Sinergi TNI Polri Diperkuat Sejak Dini, Kapolri: Modal Strategis Menuju Indonesia Maju

BERITA POLRI INVESTIGASI|Magelang – Kapolri Jenderal Pol. Drs. Listyo Sigit Prabowo, M.Si., bersama Panglima TNI Jenderal Agus Subiyanto memimpin upacara wisuda prajurit taruna Akademi TNI dan Bhayangkara taruna Akademi Kepolisian di Lapangan Sapta Marga Akademi Militer, Magelang, Jumat (28/11/2025).

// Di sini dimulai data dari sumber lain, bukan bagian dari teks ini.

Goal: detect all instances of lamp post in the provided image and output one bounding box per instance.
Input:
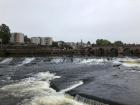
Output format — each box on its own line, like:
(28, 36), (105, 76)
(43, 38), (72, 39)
(0, 39), (2, 48)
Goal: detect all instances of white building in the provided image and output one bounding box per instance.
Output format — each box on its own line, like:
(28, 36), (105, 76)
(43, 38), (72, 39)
(31, 37), (41, 45)
(10, 33), (24, 44)
(40, 37), (53, 46)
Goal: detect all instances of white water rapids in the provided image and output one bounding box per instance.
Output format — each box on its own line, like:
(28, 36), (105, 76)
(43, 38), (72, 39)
(0, 72), (84, 105)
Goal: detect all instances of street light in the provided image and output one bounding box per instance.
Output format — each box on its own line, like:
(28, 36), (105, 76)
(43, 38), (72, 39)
(0, 39), (2, 48)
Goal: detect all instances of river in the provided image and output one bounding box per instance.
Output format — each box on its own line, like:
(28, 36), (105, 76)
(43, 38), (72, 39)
(0, 57), (140, 105)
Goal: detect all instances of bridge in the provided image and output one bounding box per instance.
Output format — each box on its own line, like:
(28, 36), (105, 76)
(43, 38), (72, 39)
(0, 45), (140, 56)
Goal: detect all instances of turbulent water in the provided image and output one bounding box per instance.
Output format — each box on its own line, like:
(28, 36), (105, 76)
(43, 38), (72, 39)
(0, 57), (140, 105)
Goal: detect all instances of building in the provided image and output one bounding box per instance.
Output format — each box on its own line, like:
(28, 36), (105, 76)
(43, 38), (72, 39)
(10, 33), (24, 44)
(40, 37), (53, 46)
(65, 42), (76, 49)
(31, 37), (41, 45)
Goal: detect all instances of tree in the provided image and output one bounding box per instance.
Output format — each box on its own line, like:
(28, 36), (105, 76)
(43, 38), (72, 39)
(96, 39), (111, 46)
(0, 24), (11, 44)
(114, 41), (123, 46)
(52, 42), (59, 48)
(87, 41), (91, 45)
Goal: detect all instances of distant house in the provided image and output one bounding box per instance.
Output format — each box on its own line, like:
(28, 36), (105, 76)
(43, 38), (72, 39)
(31, 37), (41, 45)
(31, 37), (53, 46)
(40, 37), (53, 46)
(10, 32), (24, 44)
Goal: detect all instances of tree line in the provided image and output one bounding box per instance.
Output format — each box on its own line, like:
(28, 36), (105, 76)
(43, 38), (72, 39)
(0, 24), (129, 46)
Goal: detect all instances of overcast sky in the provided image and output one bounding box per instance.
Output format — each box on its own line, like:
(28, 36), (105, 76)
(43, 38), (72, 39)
(0, 0), (140, 43)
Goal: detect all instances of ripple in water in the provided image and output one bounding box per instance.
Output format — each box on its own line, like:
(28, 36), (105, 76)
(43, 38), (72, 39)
(0, 72), (84, 105)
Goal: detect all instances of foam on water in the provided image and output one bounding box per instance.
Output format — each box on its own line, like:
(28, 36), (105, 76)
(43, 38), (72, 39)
(51, 58), (63, 64)
(0, 58), (13, 64)
(0, 72), (84, 105)
(17, 58), (35, 67)
(60, 81), (84, 93)
(117, 57), (140, 67)
(79, 58), (108, 65)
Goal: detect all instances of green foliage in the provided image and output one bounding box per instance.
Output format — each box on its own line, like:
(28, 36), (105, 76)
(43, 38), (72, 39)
(96, 39), (111, 46)
(0, 24), (11, 44)
(87, 41), (91, 45)
(52, 42), (59, 48)
(114, 41), (123, 46)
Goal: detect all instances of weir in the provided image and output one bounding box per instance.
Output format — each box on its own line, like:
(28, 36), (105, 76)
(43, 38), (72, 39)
(75, 95), (109, 105)
(75, 94), (125, 105)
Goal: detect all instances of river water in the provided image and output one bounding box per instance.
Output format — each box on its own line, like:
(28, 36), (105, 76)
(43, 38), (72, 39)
(0, 57), (140, 105)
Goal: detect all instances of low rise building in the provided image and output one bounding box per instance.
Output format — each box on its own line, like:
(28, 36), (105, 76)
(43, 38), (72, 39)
(31, 37), (41, 45)
(10, 33), (24, 44)
(40, 37), (53, 46)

Dalam amanatnya, Kapolri menekankan pentingnya sinergisitas dan soliditas TNI–Polri sebagai pilar utama dalam mewujudkan visi besar Indonesia Emas 2045.

“Saya berpesan agar terus memperhatikan sinergisitas dan solidaritas TNI–Polri dalam setiap perjalanan. Dengan demikian, kita mampu melewati berbagai tantangan bangsa demi mewujudkan visi Indonesia Maju menuju Indonesia Emas 2045,” ujar Jenderal Listyo Sigit.

Sebanyak 1.621 taruna resmi menyelesaikan pendidikan dasar integratif, terdiri dari:

713 Taruna Akmil

350 Taruna AAL

210 Taruna AAU

348 Bhayangkara Taruna Akpol

Kapolri mengatakan, TNI–Polri memiliki peran strategis dalam mengawal dan mempercepat pembangunan nasional yang telah dicanangkan Presiden Prabowo Subianto melalui Asta Cita.

“Keberhasilan kebijakan tersebut merupakan tanggung jawab seluruh elemen bangsa, termasuk TNI–Polri sebagai garda terdepan yang saling melengkapi dalam menyelesaikan tantangan nasional,” kata Kapolri.

Kapolri juga menyoroti proyeksi Indonesia yang akan memasuki puncak bonus demografi pada 2030–2035, saat penduduk usia produktif akan mendominasi struktur penduduk nasional. Jika dimanfaatkan optimal, Indonesia dapat melakukan lompatan besar menuju negara maju.

Jenderal Listyo Sigit mengingatkan bahwa tantangan ke depan semakin kompleks seiring disrupsi teknologi dan dinamika geopolitik yang bergerak cepat dan berpotensi memengaruhi stabilitas nasional.

“Para taruna harus terus menempa diri menjadi perwira TNI–Polri yang berkualitas. SDM unggul adalah kunci menghadapi bonus demografi dan berbagai tantangan tersebut,” tegasnya.

Menurut Kapolri, pendidikan dasar integratif merupakan langkah strategis untuk menanamkan nilai-nilai sinergisitas dan soliditas sejak dini, guna memperkuat ikatan emosional antara calon perwira TNI dan Polri.

Para taruna dari berbagai matra dan korps ditempa dalam semangat kebersamaan, disiplin, dan integrasi, yang menjadi landasan penting dalam pengabdian kepada masyarakat serta menjaga keutuhan NKRI.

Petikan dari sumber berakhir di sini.